Com a redução dos empregos, a renda das famílias afectadas também reduz, o que, no entender da economista, irá agravar ainda mais a pobreza no país, o que fará com que o país tenha mais famílias carenciadas.

“Isso pode levantar outros problemas como a criminalidade, por exemplo, que é uma das formas que as pessoas podem encontrar para se auto-sustentar. Então, há, aqui, um desafio muito grande, que é a consequência da falta de emprego para 17 mil pessoas”, alerta Piedade.

Outro aspecto que mereceu análise da economista é o facto de as empresas estarem a fechar as suas portas. Nogueira explica que tal medida reduz a produção interna e os encaixes que o Estado adquire por meio do pagamento dos impostos e a redução da oferta de bens e serviços.
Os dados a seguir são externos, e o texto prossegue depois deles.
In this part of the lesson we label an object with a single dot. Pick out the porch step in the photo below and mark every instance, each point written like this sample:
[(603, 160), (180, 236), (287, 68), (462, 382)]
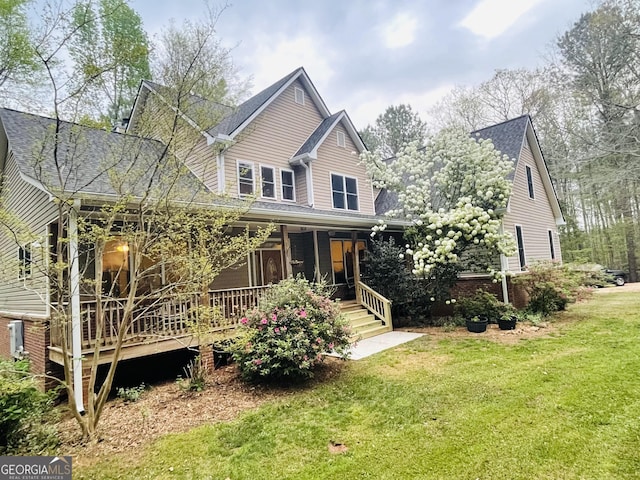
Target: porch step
[(371, 332), (363, 324)]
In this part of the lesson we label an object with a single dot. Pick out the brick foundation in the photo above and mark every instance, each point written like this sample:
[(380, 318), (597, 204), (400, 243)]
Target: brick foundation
[(36, 340)]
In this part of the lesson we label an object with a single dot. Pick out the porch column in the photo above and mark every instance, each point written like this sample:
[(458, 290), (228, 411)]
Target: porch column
[(316, 257), (287, 271), (76, 324), (356, 264)]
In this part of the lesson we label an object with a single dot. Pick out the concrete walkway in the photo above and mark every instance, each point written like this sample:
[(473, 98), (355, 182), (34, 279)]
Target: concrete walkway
[(379, 343)]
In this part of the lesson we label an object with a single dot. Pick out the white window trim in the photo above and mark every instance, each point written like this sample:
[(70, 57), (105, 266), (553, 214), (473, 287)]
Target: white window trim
[(253, 177), (528, 172), (524, 250), (275, 182), (23, 274), (293, 185), (344, 184)]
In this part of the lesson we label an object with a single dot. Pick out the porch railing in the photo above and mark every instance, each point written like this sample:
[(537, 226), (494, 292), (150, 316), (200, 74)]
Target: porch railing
[(375, 303), (158, 318)]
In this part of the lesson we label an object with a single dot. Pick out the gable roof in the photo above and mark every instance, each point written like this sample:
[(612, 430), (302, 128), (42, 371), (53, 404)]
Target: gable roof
[(309, 149), (234, 123), (87, 157), (508, 137)]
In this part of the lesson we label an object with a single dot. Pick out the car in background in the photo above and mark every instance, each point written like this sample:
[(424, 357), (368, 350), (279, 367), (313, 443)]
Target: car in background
[(619, 277)]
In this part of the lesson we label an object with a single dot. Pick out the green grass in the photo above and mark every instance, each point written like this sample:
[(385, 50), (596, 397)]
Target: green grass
[(560, 407)]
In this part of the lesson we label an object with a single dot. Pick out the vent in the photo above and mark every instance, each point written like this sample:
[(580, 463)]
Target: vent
[(16, 338)]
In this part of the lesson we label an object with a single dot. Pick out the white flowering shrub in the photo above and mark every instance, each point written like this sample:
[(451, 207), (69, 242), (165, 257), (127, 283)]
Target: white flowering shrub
[(454, 192)]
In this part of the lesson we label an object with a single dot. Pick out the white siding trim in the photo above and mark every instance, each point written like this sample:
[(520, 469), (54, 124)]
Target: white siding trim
[(274, 170), (293, 185), (344, 183), (253, 177)]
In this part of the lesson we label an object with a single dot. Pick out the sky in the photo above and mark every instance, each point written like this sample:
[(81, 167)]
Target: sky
[(364, 55)]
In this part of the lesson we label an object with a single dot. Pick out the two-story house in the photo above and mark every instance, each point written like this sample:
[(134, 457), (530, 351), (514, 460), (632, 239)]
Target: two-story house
[(282, 147)]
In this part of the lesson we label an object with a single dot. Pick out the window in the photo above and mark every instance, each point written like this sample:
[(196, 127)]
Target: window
[(245, 178), (344, 191), (268, 176), (288, 191), (530, 182), (24, 262), (342, 259), (520, 240)]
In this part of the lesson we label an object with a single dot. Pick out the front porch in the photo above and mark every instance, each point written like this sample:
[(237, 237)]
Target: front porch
[(165, 324)]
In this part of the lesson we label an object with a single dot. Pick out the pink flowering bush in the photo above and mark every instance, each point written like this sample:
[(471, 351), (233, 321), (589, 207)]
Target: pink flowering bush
[(286, 336)]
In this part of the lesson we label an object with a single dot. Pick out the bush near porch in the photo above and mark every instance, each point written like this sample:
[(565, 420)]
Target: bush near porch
[(285, 337)]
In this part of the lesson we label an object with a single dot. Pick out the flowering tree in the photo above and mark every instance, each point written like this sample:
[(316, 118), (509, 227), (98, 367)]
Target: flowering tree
[(454, 191)]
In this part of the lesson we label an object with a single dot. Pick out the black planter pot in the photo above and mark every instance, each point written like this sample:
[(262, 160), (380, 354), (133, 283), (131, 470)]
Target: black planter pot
[(507, 324), (221, 358), (477, 327)]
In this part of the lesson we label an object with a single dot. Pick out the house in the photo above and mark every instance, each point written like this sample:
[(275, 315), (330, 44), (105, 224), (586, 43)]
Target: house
[(533, 212), (282, 146)]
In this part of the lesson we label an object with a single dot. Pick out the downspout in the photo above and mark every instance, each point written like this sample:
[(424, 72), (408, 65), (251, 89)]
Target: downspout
[(307, 168), (76, 324), (504, 268)]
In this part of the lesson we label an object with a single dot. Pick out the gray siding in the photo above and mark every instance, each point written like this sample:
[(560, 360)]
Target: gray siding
[(35, 211), (535, 216)]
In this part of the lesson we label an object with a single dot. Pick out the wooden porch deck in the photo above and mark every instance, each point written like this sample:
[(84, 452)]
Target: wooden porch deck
[(166, 324)]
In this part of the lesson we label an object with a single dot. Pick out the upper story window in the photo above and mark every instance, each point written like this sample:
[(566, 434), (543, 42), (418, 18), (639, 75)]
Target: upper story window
[(246, 184), (288, 190), (24, 262), (530, 182), (268, 176), (344, 191)]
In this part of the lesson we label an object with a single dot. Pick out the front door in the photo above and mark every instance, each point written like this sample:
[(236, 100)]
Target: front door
[(271, 265)]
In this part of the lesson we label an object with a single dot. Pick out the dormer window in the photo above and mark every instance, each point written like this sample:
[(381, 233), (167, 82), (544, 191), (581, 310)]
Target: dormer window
[(344, 192), (288, 190), (24, 262), (268, 176)]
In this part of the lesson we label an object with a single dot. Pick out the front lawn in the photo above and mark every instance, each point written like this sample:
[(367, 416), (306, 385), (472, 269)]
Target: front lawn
[(563, 406)]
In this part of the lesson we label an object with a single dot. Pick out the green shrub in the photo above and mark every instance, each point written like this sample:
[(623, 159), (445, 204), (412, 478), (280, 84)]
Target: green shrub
[(131, 394), (389, 273), (551, 287), (482, 304), (195, 379), (286, 335), (25, 412)]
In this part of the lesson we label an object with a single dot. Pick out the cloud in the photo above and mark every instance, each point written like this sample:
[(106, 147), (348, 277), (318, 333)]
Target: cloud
[(491, 18), (401, 31), (273, 58)]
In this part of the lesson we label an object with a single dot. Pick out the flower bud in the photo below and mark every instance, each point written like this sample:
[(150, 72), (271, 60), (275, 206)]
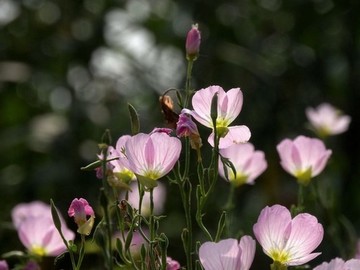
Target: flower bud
[(193, 41)]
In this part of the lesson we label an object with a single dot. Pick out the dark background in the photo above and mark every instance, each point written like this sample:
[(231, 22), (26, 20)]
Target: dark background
[(69, 68)]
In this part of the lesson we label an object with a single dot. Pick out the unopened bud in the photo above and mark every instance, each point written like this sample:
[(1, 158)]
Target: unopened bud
[(193, 41)]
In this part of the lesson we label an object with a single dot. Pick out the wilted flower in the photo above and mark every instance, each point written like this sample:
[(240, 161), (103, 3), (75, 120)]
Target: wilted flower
[(303, 157), (40, 237), (229, 105), (80, 209), (288, 241), (248, 163), (327, 120), (172, 264), (159, 196), (193, 40), (339, 264), (119, 162), (152, 155), (228, 254), (4, 265)]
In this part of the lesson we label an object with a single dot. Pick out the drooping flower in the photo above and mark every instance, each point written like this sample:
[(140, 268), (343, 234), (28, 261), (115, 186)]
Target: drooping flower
[(193, 40), (229, 105), (152, 155), (228, 254), (248, 163), (339, 264), (288, 241), (303, 157), (41, 238), (80, 209), (159, 196), (327, 120)]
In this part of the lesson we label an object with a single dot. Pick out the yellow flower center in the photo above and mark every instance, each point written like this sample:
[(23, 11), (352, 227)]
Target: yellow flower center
[(38, 250), (280, 256)]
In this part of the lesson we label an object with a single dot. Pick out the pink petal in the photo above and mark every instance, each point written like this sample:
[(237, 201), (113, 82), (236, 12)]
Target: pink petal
[(224, 255)]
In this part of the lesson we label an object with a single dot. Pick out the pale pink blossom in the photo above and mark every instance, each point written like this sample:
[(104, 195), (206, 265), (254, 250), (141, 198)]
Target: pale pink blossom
[(229, 105), (327, 120), (339, 264), (228, 254), (248, 163), (4, 265), (303, 157), (152, 155), (40, 237), (193, 40), (159, 196), (172, 264), (81, 210), (288, 241)]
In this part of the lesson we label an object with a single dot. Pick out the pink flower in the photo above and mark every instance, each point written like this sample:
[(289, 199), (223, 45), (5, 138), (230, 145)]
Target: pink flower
[(327, 120), (303, 157), (172, 264), (4, 265), (228, 254), (152, 155), (36, 229), (193, 40), (80, 209), (249, 164), (228, 108), (40, 237), (339, 264), (288, 241), (120, 165)]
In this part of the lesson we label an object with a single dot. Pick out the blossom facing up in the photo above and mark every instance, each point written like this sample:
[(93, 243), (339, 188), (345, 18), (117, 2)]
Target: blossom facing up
[(36, 229), (172, 264), (41, 238), (327, 120), (339, 264), (119, 162), (229, 105), (303, 157), (248, 163), (228, 254), (80, 209), (4, 265), (159, 196), (152, 155), (288, 241), (192, 45)]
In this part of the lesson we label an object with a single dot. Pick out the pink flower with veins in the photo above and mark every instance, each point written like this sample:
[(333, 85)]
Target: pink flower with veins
[(339, 264), (248, 163), (152, 155), (303, 157), (40, 237), (288, 241), (229, 106), (327, 120), (228, 254), (80, 209)]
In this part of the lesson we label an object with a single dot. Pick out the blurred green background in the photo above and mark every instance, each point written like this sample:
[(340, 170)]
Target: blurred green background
[(69, 68)]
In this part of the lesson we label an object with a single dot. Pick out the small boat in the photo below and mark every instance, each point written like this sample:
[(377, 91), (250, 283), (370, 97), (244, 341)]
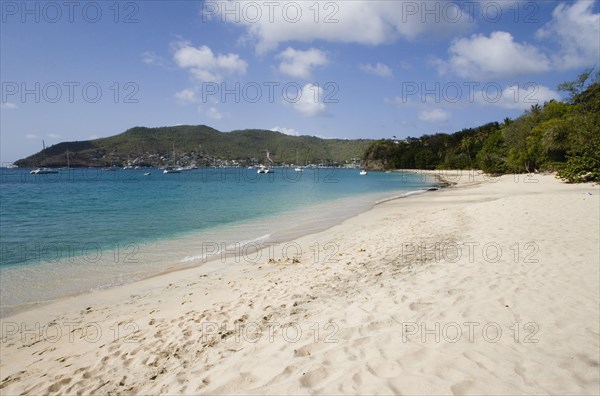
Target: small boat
[(170, 169), (43, 171), (264, 169)]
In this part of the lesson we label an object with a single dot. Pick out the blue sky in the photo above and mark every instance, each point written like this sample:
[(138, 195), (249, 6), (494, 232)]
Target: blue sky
[(344, 69)]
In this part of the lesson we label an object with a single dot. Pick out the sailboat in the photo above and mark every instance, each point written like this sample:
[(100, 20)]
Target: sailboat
[(266, 169), (171, 169), (44, 170), (298, 168)]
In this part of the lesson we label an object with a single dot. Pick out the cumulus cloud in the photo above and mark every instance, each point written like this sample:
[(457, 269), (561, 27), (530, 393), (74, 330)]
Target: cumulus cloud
[(287, 131), (297, 63), (495, 56), (365, 22), (214, 113), (576, 29), (186, 96), (437, 116), (150, 58), (206, 66), (379, 69), (310, 101)]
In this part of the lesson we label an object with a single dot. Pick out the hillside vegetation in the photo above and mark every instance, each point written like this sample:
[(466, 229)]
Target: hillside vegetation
[(558, 136), (199, 145)]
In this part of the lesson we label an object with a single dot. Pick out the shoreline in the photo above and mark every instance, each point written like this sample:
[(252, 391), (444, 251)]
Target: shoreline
[(359, 295), (154, 248)]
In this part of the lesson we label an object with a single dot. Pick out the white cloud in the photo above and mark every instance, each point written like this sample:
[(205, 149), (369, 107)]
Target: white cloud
[(366, 22), (204, 65), (577, 31), (436, 116), (378, 69), (214, 113), (517, 98), (150, 58), (495, 56), (297, 63), (287, 131), (186, 96), (310, 101)]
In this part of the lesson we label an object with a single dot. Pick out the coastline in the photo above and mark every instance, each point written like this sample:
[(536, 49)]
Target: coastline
[(118, 265), (342, 311)]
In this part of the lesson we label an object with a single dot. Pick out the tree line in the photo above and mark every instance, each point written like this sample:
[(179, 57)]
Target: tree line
[(557, 136)]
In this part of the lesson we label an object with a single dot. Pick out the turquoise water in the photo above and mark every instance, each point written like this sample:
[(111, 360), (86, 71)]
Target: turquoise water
[(85, 229)]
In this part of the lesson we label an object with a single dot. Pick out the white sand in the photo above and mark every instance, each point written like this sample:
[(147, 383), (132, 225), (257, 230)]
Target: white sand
[(369, 315)]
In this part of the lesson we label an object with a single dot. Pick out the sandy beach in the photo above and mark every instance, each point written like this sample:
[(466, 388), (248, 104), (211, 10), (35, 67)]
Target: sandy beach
[(491, 286)]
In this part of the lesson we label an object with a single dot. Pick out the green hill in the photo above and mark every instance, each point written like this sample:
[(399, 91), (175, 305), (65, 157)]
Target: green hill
[(196, 145)]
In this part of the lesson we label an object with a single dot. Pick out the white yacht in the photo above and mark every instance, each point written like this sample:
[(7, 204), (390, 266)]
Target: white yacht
[(43, 171)]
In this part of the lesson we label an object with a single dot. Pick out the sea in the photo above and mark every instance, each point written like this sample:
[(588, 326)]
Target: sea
[(84, 229)]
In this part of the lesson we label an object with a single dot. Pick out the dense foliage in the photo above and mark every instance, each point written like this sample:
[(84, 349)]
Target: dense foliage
[(197, 144), (558, 136)]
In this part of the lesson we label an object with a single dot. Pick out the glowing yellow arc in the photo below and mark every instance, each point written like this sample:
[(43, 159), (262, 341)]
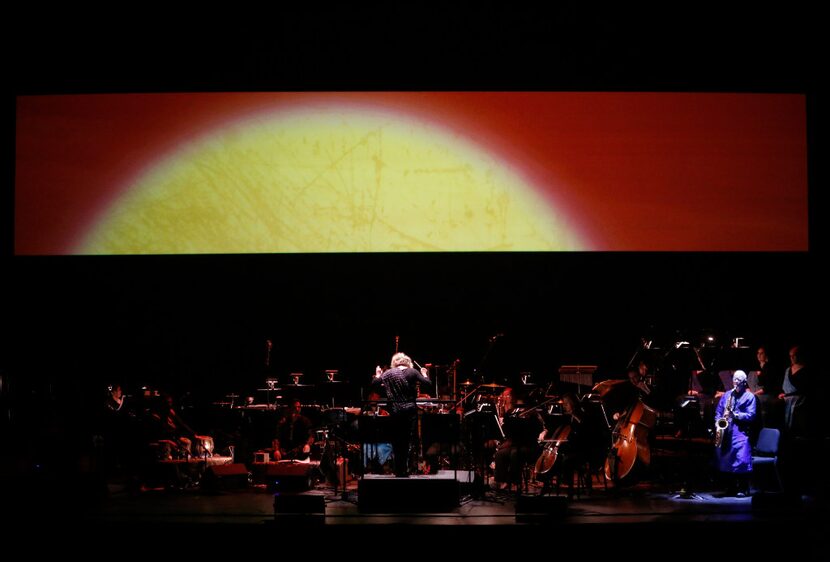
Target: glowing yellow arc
[(329, 180)]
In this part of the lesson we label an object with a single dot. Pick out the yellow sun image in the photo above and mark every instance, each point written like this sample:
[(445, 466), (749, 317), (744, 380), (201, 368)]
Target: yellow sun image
[(329, 179)]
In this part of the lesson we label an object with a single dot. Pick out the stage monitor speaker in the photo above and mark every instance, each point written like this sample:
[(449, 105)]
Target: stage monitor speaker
[(310, 503), (542, 505), (290, 477), (420, 494), (226, 477)]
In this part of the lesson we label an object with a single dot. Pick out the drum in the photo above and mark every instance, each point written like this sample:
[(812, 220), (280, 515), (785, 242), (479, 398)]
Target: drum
[(202, 446)]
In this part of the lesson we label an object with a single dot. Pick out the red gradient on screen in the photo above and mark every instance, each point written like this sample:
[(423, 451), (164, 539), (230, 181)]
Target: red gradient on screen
[(655, 171)]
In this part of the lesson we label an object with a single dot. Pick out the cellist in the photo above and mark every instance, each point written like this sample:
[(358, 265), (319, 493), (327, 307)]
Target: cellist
[(569, 443)]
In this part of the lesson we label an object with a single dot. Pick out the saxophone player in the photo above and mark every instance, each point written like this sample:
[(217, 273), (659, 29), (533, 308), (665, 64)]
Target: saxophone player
[(733, 419)]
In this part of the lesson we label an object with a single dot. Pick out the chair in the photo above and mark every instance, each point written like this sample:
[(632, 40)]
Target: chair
[(765, 453)]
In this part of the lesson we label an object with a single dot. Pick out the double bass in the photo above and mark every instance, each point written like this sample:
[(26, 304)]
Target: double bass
[(630, 442)]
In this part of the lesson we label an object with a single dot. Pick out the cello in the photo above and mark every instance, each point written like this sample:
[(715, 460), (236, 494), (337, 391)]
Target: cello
[(547, 460), (630, 442)]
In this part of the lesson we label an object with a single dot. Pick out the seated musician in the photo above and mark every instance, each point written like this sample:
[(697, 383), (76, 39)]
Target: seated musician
[(294, 437), (572, 445), (168, 427), (520, 444)]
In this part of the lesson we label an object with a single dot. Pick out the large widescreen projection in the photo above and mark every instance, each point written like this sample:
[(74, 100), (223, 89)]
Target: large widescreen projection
[(303, 172)]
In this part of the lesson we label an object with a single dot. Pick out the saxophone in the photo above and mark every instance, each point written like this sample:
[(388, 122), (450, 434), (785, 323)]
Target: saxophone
[(722, 423)]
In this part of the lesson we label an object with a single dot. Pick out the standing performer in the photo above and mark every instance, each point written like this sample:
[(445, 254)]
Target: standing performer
[(733, 419), (400, 383)]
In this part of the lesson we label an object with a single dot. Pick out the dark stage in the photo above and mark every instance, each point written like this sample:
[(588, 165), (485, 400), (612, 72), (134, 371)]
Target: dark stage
[(211, 330)]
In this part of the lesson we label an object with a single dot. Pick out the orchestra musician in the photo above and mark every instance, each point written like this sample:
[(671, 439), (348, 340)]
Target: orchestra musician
[(170, 428), (400, 383), (294, 437), (521, 441), (570, 441)]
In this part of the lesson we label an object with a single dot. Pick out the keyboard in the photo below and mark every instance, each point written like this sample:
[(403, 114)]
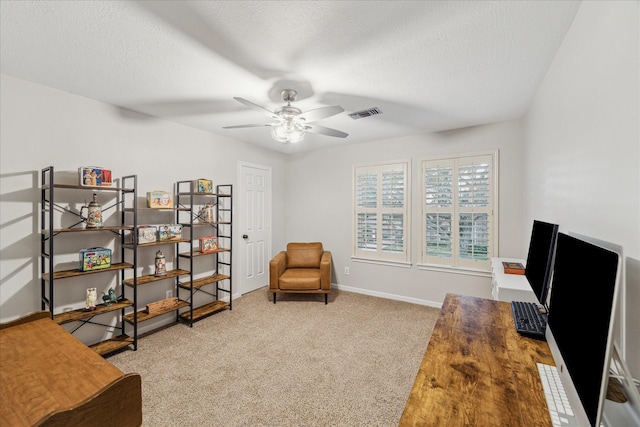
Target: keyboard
[(528, 319), (557, 402)]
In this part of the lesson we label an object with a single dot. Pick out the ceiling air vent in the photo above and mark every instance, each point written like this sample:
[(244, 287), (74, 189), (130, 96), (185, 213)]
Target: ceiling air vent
[(365, 113)]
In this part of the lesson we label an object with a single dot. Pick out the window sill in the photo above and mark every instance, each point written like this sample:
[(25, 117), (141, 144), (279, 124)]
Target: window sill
[(401, 264)]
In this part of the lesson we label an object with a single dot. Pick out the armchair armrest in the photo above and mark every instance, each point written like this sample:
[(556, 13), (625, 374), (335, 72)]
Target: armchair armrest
[(277, 265)]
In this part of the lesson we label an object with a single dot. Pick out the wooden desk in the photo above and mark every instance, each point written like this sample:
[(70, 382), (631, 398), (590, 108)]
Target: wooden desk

“Teremos empresas a deixarem de produzir bens e serviços de utilidade pública. Então, os poucos que conseguirem manter-se nesse mercado deverão aproveitar-se da fragilidade da oferta limitada para encarecer os seus preços, e isso vai mexer com o custo de vida”, explicou.

Mesmo com o alto risco que representa a tensão pós-eleitoral para a economia nacional, o Banco de Moçambique tem vindo a reduzir a taxa de juro de política monetária. Piedade Nogueira elucida que a decisão visa tornar atractivo o investimento dentro do país.

“O que o banco central está a transmitir ao mercado é a redução do custo dos empréstimos, que é para motivar as empresas a acederem aos bancos para adquirir empréstimos para injectar nos seus investimentos para terem alguma recuperação económica”, defende a economista.

Porém, Piedade Nogueira alerta que, no contexto em que o país se encontra, de muita incerteza, as decisões do Banco de Moçambique terão efeitos insignificantes, porque o nível de risco é extremamente alto, pelo facto de não se saber se os protestos pós-eleitorais terminaram.

No seu entender, ainda que a taxa de juro esteja baixa, a economia ainda está num contexto de risco, o que não a torna apetecível para qualquer investimento. Diante da situação, a economista aponta alguns caminhos para a resolução do problema, entre eles o político.

“Enquanto a situação política estiver na situação em que está, por mais que sejam feitas projecções económicas ou alteração das políticas macroeconómicas, fiscais e monetárias, essas políticas não terão o impacto desejado, por causa da tensão política”, alerta a economista.

Piedade Nogueira considera que o primeiro caminho para a recuperação económica é encontrar-se uma solução rápida para a actual tensão pós-eleitoral que, para si, já não tem um rosto que comanda, o que a torna mais perigosa que a que se registou no fim do ano passado.

Para a economista, enquanto prevalecer a tensão pós-eleitoral e a incerteza implantada na economia moçambicana, o que se pode esperar é uma continuação da queda da actividade económica, porque entende que não se pode alavancar a economia na condição de incerteza.

“Vamos esperar um maior nível inflacionário. Mais empresas poderão vir a encerrar as suas portas, o nível de desemprego poderá ficar mais agravado, as contribuições fiscais para o Estado e o bem-estar nacional poderão ficar comprometidos”, antevê Piedade Nogueira.